Design and construction
- Architect: Alvar Aalto

= Seinäjoki Civil Guard House =

Public building in Finland

The Seinäjoki Civil Guard House (Seinäjoen Suojeluskuntatalo; Sydösterbottens skyddskårshus) is a building located in Seinäjoki, Finland. It is notable for being one of the first public buildings designed entirely by the Finnish architect Alvar Aalto, and is considered one of his breakthrough works.

==Background and use==
The building was designed by Aalto in 1924–1926, to serve as the headquarters of the South Ostrobothnia division of the Finnish Civil Guard (aka. White Guard, or Defence Corps) voluntary militia and the related Lotta Svärd women's auxiliary organisation.

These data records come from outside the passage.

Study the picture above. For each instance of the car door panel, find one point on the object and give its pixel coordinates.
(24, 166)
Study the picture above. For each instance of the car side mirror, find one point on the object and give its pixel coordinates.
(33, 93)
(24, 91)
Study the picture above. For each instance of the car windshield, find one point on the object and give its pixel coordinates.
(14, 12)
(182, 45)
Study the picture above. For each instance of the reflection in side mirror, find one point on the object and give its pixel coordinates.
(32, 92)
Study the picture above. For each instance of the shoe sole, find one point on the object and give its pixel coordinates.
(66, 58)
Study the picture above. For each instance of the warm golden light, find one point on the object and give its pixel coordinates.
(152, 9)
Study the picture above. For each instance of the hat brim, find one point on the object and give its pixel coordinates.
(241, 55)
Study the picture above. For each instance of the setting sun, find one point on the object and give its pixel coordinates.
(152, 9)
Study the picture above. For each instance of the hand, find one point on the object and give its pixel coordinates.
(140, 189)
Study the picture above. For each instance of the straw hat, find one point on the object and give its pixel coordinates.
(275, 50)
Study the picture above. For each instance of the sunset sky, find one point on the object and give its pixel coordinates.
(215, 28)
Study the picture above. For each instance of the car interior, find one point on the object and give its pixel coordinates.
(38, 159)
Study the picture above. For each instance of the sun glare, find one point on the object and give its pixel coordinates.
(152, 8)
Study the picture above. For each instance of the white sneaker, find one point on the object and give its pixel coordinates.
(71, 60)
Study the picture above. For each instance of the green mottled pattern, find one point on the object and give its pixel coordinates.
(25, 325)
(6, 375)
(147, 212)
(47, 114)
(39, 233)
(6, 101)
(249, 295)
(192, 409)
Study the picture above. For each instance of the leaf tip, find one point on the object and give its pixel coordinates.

After the end of World War II (or Continuation War, in the Finnish context), the Civil Guard and Lotta Svärd organisations were disbanded as stipulated in the peace treaty with the Soviet Union, and the building was leased to a youth cultural organisation (Nuorisoseuraliike), with other tenants over time including a school.

Since 1990, the building has been home to the Suojeluskunta & Lotta Svärd Museum, as part of the City of Seinäjoki museum network.

==Design==
The design, in the Nordic classical style, is considered one of the main works from Aalto's earlier neoclassical period, predating the modernist style for which he is more widely known.

The main interior features were also designed by Aalto, and are stylistically in similar vein; per Alvar Aalto Foundation,
The unusual stair hall, facade pilasters, and assembly hall [are] painted in Pompeiian style. [...] Aalto originally designed a loggia-like staircase for the end entrance, but it was not built.

The building complex consists of three buildings and a courtyard enclosed by them. The main building comprises three storeys, and is of masonry (ground floor) and timber (first and second floors) construction. The ground floor is partly subterranean, and houses a circular assembly hall. The top floor was originally intended for residential use, with further accommodation found in one of the separate buildings.

The courtyard was originally intended for parade and foot drill use, and now houses the 1988 statue Suojeluskuntalainen and related relief by Finnish sculptor, Professor Pentti Papinaho.

In 2002, the building complex was designated and protected by the Finnish Heritage Agency as a nationally important built cultural environment (Valtakunnallisesti merkittävä rakennettu kulttuuriympäristö).